CLINT WALKER, HOMMAGE…

Clint Walker, avec son visage aux traits réguliers, sa mâchoire carrée, son 1 m 98 et son imposante carrure semblait tout droit échappé des ‘comics’ western de l’époque. Il débute comme figurant dans « LES DIX COMMANDEMENTS » et dès l’année suivante se voit proposer le rôle-titre d’une série Warner : « CHEYENNE », où il incarne ‘Cheyenne Bodie’, un aventurier pacifique, élevé par les Indiens et errant dans l’Ouest où il fait office de justicier.CW

Walker imposa sa personnalité discrète et effacée, son jeu minimaliste pendant les sept années – et les 108 épisodes – que dura la série.

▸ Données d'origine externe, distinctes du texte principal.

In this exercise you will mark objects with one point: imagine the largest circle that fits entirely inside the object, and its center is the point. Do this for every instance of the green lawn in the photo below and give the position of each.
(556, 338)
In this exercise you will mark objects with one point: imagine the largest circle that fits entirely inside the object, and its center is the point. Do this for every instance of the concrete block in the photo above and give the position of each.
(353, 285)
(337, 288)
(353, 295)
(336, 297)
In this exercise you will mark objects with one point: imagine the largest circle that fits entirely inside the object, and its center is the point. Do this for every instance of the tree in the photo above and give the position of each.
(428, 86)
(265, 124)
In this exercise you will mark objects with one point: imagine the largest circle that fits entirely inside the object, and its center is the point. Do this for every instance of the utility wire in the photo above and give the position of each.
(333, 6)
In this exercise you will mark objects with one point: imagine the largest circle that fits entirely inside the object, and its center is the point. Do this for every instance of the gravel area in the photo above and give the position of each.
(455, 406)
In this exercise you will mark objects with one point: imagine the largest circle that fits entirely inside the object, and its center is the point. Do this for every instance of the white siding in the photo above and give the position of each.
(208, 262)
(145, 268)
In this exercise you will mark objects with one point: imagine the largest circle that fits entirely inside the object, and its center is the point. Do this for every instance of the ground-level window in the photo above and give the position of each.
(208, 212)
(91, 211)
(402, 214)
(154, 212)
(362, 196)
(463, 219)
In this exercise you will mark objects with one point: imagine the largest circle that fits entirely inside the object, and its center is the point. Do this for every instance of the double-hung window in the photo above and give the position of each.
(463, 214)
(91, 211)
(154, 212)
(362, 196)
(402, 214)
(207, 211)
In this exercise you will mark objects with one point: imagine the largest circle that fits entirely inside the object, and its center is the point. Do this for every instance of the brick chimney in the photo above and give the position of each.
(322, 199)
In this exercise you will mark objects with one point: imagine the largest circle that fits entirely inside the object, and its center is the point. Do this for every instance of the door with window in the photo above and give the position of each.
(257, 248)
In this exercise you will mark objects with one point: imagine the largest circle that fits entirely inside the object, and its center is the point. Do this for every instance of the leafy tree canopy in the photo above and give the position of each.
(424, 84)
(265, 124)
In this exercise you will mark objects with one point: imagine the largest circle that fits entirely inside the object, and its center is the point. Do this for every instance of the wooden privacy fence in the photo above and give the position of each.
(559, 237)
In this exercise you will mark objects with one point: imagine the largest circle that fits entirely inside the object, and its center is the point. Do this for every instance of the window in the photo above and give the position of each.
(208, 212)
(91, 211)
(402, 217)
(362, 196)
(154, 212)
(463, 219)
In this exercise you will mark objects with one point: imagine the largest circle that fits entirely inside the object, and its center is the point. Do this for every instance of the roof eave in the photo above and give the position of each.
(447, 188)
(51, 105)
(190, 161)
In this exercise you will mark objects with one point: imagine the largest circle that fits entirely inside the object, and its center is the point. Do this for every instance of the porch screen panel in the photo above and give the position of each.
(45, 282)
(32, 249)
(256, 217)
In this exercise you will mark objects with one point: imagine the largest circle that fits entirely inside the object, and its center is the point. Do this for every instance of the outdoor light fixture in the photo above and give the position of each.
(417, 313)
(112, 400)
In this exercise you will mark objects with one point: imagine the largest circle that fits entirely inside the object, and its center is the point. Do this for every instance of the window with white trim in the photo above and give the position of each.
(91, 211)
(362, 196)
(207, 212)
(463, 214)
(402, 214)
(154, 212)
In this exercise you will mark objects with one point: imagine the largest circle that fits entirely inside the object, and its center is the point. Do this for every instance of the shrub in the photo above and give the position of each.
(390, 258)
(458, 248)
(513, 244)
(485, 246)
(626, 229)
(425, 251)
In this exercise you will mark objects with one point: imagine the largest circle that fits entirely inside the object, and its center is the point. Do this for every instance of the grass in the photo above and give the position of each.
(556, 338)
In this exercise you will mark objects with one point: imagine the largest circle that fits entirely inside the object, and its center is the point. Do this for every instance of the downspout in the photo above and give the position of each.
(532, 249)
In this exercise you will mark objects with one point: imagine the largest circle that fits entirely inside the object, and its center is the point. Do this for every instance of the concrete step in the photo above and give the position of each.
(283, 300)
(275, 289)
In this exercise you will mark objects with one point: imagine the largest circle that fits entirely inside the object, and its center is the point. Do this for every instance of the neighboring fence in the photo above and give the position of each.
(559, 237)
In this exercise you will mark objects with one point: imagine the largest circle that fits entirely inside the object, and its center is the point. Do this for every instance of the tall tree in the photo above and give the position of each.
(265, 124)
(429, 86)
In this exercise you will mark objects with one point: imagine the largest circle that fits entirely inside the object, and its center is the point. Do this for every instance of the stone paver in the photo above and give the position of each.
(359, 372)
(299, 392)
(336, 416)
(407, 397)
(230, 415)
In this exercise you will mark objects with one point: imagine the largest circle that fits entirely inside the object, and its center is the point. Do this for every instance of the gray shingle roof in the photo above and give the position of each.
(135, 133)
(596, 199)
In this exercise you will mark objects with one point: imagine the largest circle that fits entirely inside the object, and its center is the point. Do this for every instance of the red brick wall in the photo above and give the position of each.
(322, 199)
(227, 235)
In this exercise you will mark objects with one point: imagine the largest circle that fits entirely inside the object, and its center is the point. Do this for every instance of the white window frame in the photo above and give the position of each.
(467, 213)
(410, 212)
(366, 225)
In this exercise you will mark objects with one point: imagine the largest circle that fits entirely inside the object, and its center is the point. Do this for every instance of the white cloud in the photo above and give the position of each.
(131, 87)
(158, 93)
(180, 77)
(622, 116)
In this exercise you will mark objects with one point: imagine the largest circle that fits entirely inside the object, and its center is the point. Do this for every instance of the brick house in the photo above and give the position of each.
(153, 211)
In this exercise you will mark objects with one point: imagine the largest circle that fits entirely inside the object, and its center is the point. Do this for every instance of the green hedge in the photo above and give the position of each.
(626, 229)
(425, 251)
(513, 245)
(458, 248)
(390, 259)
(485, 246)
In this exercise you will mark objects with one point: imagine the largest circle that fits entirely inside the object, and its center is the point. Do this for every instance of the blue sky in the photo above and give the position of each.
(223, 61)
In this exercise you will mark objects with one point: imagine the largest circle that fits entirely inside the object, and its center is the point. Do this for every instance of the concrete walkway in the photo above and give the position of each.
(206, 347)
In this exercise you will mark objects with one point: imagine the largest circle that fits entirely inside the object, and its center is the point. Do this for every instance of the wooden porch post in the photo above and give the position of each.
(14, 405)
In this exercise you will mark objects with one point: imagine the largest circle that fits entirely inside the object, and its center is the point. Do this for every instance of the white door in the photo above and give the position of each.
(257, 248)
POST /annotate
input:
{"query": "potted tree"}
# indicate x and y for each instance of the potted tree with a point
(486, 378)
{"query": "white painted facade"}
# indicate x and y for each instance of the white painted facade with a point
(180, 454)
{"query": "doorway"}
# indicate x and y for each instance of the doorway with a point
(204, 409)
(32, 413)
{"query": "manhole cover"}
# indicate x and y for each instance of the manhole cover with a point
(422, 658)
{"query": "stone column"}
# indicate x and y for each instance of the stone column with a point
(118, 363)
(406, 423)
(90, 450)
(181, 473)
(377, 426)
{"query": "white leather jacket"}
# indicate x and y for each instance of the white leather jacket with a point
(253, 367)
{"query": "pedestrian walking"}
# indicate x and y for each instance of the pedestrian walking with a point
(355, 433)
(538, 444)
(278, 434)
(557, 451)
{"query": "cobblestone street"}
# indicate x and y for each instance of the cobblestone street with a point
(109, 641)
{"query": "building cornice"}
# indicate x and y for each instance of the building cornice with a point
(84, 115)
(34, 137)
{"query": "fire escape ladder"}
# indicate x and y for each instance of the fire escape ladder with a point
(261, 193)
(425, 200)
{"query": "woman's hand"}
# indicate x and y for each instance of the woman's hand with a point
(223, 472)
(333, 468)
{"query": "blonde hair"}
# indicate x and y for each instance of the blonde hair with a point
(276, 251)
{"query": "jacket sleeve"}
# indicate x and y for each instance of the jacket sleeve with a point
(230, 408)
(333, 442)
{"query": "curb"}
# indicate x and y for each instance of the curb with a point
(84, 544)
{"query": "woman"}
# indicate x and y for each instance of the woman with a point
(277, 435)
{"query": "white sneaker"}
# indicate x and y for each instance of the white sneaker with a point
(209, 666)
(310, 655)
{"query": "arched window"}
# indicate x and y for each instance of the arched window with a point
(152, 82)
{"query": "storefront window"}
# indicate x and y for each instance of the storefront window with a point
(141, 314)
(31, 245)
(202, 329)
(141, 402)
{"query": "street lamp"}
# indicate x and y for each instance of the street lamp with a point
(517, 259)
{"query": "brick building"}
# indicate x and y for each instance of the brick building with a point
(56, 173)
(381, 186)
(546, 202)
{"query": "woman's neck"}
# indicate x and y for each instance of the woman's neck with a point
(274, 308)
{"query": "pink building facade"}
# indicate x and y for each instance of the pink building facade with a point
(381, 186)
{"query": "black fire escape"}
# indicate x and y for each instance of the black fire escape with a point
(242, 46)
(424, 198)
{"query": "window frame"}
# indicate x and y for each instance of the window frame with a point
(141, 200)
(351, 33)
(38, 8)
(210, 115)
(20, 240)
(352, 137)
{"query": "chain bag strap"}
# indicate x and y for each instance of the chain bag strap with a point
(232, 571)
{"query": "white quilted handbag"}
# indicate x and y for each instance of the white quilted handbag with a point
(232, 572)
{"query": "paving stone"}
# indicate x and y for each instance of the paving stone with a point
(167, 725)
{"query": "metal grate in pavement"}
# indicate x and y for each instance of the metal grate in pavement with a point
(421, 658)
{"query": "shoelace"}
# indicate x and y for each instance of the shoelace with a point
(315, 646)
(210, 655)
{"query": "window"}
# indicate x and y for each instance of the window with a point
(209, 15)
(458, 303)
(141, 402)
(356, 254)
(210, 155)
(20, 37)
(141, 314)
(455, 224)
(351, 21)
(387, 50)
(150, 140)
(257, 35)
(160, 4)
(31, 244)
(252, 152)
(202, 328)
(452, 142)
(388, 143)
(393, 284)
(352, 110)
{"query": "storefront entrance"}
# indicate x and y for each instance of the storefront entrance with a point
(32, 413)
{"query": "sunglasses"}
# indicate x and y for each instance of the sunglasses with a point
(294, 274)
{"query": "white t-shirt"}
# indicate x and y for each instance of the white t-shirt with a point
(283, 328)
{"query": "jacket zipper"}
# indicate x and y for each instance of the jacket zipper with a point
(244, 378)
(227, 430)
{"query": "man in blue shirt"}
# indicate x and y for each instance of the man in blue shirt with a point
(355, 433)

Dans le même temps, il tourna en vedette plusieurs westerns pour le grand écran, souvent dirigé par Gordon Douglas, comme « SUR LA PISTE DES COMANCHES », « LE GÉANT DU GRAND NORD » ou « LE TRÉSOR DES 7 COLLINES » dans des emplois similaires. Il joue un capitaine dans l’unique film réalisé par Frank Sinatra : « L’ÎLE DES BRAVES ». Dans les sixties, il retourne au Far-West pour « LE RANCH MAUDIT », « PLUS MORT QUE VIF » et « SAM WHISKEY LE DUR » dans des rôles plus secondaires. Mais c’est « 12 SALOPARDS » où il incarne ‘Samson Posey’, un gentil colosse d’origines indiennes, qui l’imprime définitivement dans l’Histoire du 7ème Art. La scène où Lee Marvin le provoque jusqu’à le faire sortir de ses gonds est devenue un classique et Walker s’y montre excellent.

Mais le gentil géant n’a rien d’un stakhanoviste et sa filmographie ne comprend finalement qu’une petite quarantaine de titres. On le revoit en Espagne dans une version comique de « PANCHO VILLA » avec… Telly Savalas, à la TV pour quelques téléfilms western, pour les 13 épisodes de la série « KODIAK » (1974) où il joue un patrouilleur en Alaska. On l’aperçoit encore dans « LE BISON BLANC » dans un tout petit rôle de hors-la-loi barbu, mais il se fait de plus en plus rare et son ultime « apparition » sera vocale. Il prête sa voix à un des personnages de « SMALL SOLDIERS », il y a exactement vingt ans. Il retrouva à cette occasion plusieurs de ses partenaires des « 12 SALOPARDS ».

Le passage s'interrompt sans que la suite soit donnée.